Injectée entre les jours 6 et 13 du cycle, l’hCG (3.000 UI) contribue à augmenter la concentration de la progestérone soit en induisant l’ovulation du follicule présente et la formation d’un corps jaune accessoire, soit par un effet direct sur le corps jaune présent. Cette injection s’accompagne d’une augmentation de la durée du cycle, du fait que la 2ème vague apparaît plus précocement mais s’atrésie plus rapidement, induisant l’apparition d’une 3ème vague.

A la différence de la GnRH, l’hCG agit indépendamment de l’hypophyse et donc indépendamment de la concentration en progestérone, connue pour son effet retro-actif négatif sur la LH. La dose de 2.500 UI a été recommandée pour l’obtention d’un effet ovulatoire.

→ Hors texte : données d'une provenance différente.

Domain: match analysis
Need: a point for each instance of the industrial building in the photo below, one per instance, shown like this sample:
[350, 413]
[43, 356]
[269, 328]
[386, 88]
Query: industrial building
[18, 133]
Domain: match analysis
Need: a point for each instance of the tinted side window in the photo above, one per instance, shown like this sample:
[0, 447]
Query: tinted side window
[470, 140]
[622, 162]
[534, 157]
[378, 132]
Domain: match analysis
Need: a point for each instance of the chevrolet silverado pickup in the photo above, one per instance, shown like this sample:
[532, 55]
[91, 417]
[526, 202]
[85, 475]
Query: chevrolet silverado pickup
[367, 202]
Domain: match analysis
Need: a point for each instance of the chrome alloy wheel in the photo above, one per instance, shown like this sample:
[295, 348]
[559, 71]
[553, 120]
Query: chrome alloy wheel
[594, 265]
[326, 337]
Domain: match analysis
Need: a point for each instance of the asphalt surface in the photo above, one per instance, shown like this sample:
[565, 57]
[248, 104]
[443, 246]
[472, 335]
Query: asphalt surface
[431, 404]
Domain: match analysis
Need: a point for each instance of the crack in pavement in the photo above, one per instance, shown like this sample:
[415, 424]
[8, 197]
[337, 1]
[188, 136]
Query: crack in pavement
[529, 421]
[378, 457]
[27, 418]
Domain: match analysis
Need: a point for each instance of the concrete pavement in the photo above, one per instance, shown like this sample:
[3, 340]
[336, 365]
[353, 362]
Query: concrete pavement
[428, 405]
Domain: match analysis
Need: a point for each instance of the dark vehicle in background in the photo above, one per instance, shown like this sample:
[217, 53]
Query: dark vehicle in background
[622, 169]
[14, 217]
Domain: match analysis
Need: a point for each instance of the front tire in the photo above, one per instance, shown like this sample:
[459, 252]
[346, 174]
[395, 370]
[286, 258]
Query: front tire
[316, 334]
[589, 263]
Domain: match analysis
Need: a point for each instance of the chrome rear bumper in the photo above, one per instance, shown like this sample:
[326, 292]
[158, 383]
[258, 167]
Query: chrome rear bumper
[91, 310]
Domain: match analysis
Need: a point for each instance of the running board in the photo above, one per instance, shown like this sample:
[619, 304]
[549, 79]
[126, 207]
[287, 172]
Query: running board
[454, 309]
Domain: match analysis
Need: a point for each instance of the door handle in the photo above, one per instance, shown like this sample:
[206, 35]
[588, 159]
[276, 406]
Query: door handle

Le remplacement de la 1ère injection de GnRH par l’hCG dans les protocoles de type Ovsynch n’a pas eu les effets escomptés. L’hypothèse d’une demi-vie plus longue de l’HCG et donc d’un effet négatif sur la qualité de l’ovocyte a été avancée. Elle devrait être confirmée. De même son administration à la dose de 1000 UI 2 à 7 jours après l’insémination s’accompagnerait d’une réduction du pourcentage de vaches pluripares détectées en chaleurs.

La progestéronémie conditionne le développement de l’embryon. L’injection d’hCG 5 jours après une IA augmente le % de gestation chez les primipares. Ce type de protocole à base d’HCG ou de GnRH n’aurait un effet que sur les vaches plus à risque d’infertilité.